Die Bergwacht freut sich übers Fahrzeug: Julian Schäfer (von links), Bereitschaftsleiter Manuel Wilm, Marlon Freiberger, Landesschatzmeister Heinrich Nitz, Jonas Spill (stellvertretender Bereitschaftsleiter), die Sponsoren Ursula Schocke-Kaufmann und Fritz Kaufmann von der Matthias-Kaufmann-Stiftung und Hannes Schäfer. © Florian Hagemann

Die Bergwacht Kassel vom Deutschen Roten Kreuz rückt immer dann aus, wenn es schwer wird, mit dem normalen Rettungswagen bis zur Unglücksstelle durchzukommen. Jetzt gibt es ein neues Fahrzeug, das vor allem für das Gelände geeignet ist.

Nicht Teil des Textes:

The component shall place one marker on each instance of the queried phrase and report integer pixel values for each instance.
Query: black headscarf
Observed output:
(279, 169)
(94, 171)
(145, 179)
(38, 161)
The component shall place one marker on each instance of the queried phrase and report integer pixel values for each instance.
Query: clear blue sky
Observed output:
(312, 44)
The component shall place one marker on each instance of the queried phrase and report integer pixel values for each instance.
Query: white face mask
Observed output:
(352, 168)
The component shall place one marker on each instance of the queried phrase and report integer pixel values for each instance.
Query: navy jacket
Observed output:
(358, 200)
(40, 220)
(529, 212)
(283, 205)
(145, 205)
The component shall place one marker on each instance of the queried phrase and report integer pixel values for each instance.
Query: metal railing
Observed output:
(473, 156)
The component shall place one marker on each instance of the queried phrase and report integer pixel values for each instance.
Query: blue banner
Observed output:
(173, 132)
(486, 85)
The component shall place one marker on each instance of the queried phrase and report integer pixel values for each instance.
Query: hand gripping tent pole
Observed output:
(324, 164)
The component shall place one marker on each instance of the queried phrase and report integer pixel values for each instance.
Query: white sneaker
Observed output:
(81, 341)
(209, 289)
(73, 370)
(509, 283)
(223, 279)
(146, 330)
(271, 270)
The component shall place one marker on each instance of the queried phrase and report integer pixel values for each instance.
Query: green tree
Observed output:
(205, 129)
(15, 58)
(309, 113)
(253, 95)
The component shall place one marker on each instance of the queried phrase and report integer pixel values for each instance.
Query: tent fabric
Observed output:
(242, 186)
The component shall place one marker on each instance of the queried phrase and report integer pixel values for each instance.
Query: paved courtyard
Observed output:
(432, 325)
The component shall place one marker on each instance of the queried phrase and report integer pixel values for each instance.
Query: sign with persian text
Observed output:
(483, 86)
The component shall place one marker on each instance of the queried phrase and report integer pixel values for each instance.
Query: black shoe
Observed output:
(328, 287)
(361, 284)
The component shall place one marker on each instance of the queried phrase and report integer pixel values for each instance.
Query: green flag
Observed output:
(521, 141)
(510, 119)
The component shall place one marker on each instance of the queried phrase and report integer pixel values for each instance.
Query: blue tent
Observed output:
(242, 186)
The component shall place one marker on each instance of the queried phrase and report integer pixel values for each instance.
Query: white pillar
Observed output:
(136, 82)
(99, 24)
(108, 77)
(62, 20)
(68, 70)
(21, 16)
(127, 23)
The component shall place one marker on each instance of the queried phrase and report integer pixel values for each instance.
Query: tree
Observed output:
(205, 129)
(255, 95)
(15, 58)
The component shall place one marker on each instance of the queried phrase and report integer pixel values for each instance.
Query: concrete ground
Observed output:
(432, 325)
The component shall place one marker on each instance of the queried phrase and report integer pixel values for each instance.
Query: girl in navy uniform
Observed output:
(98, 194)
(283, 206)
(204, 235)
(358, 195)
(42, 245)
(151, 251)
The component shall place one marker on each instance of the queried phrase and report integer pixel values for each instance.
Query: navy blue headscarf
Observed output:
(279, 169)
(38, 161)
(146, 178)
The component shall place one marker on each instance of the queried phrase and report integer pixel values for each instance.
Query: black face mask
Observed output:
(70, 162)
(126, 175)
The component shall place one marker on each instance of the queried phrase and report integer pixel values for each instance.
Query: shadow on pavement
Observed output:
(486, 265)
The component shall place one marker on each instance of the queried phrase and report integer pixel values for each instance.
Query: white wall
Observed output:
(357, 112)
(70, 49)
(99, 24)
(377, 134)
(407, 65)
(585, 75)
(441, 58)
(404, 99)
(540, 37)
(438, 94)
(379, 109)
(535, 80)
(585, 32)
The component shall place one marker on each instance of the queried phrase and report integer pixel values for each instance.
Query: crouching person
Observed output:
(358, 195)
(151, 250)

Kassel - Die Bergwacht Kassel vom Deutschen Roten Kreuz gibt es seit fünf Jahren. Jetzt hat die Einheit, zu der 40 Ehrenamtliche zählen, ein eigenes Fahrzeug, um Menschen im Gelände zu retten. Das Fahrzeug nennt sich offiziell Gerätewagen Bergrettung und war ursprünglich für die Bundeswehr im Einsatz. Für 40 000 Euro erwarb das Deutsche Rote Kreuz den VW und baute ihn entsprechend um. Wir stellen den sechs Jahre alten Wagen mit 140 PS anhand der einzelnen Punkte auf den Fotos vor.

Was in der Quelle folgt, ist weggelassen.